A China sob a sombra do caos
Em meio a um mar de infectados pelo coronavírus e sob uma chuva de pressões e críticas, o líder chinês Xi Jinping cedeu às ferozes manifestações que tomaram ruas de várias cidades e, em dezembro, acabou abruptamente com todos os confinamentos e restrições sanitárias de controle da pandemia. A política de “Covid Zero” foi rebatizada de “Covid Zero Dinâmico”. E, para piorar o atropelo de decisões, no último dia 8 ainda reabriu totalmente as fronteiras da China. Bem a tempo do mundo reviver o pior de seus pesadelos, que começou em janeiro de 2020. O gatilho da pandemia foi acionado justamente naquele mês, há três anos, com as festas do Ano Novo Chinês levando famílias inteiras a se deslocar pelo país ou para o exterior, em visita a parentes. A Covid se espalhou por todo o território chinês, explodindo em focos pelo planeta. Agora em 2023, esse feriado cai no dia 22, com comemorações estendidas até o dia 27 — e, ao lado das festas, a preocupação pelo risco de ondas revigoradas da pandemia pelo mundo alcança graus altíssimos.

Derrubadas as restrições de mobilidade dos chineses, em menos de 24 horas e tomando-se apenas os ferry-boats que circulam pela baía de Hong Kong, nada menos que 45 mil passageiros embarcaram rumo ao continente, enquanto filas quilométricas se formavam no aeroporto internacional da ilha. O governo optou também pela abertura irrestrita de fronteiras a visitantes estrangeiros, agora sem a obrigatoriedade da quarentena. Assim, no próprio dia 8 o Ministério dos Transportes já estimava em dois bilhões o número de viagens para dentro e para fora da China, nos próximos 40 dias. O aumento é de 100% em relação a 2020, quando a pandemia foi detonada.
Vários países já providenciavam a volta de medidas sanitárias mais rigorosas em aeroportos ainda no fim de 2022. A atenção é total no desembarque de voos provenientes da China, com exigência do comprovante de vacinação ou obrigatoriedade de testes nos EUA, França, Reino Unido, Espanha, Itália, Índia, Tailândia, Coreia do Sul e Japão (em 28 de dezembro, o aeroporto de Milão divulgou que metade dos passageiros desembarcados de um avião do país asiático estava contaminada).

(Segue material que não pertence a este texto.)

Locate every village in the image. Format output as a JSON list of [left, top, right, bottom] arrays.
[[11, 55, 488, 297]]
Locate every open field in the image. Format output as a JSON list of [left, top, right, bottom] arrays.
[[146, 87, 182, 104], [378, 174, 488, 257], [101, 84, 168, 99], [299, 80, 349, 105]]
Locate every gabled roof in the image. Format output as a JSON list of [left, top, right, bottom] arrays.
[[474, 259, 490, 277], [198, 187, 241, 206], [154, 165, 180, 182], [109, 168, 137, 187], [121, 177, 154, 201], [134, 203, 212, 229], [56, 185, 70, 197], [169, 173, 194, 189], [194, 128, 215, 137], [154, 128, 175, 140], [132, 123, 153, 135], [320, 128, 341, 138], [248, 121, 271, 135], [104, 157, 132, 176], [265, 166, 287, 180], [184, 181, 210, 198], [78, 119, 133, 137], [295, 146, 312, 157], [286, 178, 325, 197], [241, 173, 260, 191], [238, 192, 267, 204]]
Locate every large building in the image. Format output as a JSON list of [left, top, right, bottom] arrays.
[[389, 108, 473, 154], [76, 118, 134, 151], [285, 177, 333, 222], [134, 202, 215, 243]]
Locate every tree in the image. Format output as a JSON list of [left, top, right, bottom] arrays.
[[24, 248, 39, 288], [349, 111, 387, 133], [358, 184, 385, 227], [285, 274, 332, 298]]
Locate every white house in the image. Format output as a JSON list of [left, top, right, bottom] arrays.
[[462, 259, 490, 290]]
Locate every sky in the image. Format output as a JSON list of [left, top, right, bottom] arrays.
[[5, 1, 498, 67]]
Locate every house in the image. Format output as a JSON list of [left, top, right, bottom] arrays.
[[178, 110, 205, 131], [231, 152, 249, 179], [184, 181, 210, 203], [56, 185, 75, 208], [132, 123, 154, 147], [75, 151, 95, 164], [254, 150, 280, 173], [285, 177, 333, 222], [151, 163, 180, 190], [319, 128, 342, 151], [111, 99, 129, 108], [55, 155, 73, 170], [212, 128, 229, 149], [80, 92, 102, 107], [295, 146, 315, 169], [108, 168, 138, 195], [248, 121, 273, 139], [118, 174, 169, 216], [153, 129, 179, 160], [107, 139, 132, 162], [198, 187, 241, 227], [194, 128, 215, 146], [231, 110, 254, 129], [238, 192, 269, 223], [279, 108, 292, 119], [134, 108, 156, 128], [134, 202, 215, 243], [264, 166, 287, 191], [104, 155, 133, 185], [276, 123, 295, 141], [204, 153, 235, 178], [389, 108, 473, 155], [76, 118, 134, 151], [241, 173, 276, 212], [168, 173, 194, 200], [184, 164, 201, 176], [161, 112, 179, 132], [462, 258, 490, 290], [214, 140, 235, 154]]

Logo que instalada a pandemia, em 2020, a ordem de lockdown em megalópoles chinesas provocou desespero de populações inteiras e criou problemas para cadeias de produção do próprio país e do mundo. Ao longo de três anos, sem vacinas que abrangessem as variantes que surgiam e sem a compra das fabricadas com tecnologia ocidental, confinamentos foram e voltaram. Mas os meses em casa, sem trabalhar – e sem mais dinheiro, porque as poupanças acabaram –, empurraram multidões às ruas. Sem conseguir conter o movimento inédito, mesmo com violência, a opção de Xi Jinping foi pelo corte abrupto dos lockdowns. A China estava e segue em descompasso com o mundo, vacinado e “saindo da pandemia”. Quando todos estavam no mesmo barco econômico, havia tolerância. Agora, há mais pressão internacional sobre Xi Jinping, que já precisa lidar com a insatisfação interna.
Liberou geral
Com o fim de lockdowns, de testagens obrigatórias em massa, de rastreamento de Covid por aplicativos e de bloqueios em estradas que impediam viagens, anunciado em dezembro, o resultado foram os hospitais superlotados, a falta de equipamentos/remédios e, por consequência, as filas nos crematórios. Apenas em Pequim, um terço dos 22 milhões de habitantes está sob suspeita de contágio pelo coronavírus e o caos se torna proporcional à contaminação acelerada: além da precariedade de atendimento aos infectados, o desespero se alastra, por exemplo, pela falta de alimentos em supermercados, por causa de caminhões que deixam de circular.
Xi Jinping, recentemente reeleito no comando do país, até culturalmente não pode transparecer fraqueza diante de problemas e permanece em uma encruzilhada. E se esse aspecto cultural milenar está enraizado na política e na economia chinesas, como destaca Rodrigo Gallo, coordenador de Pós-Graduação em Política e Relações Internacionais da FESPSP, também pode explicar atitudes equivocadas. “A China está acostumada a planejamentos de médio e longo prazo, o que é até fácil para eles porque não há alternância de poder. Os chineses não convivem com atropelos”, diz. “Com a pandemia, foram obrigados a tomar decisões imediatas, o que pode ter gerado ‘bugs’ na máquina burocrática do país.”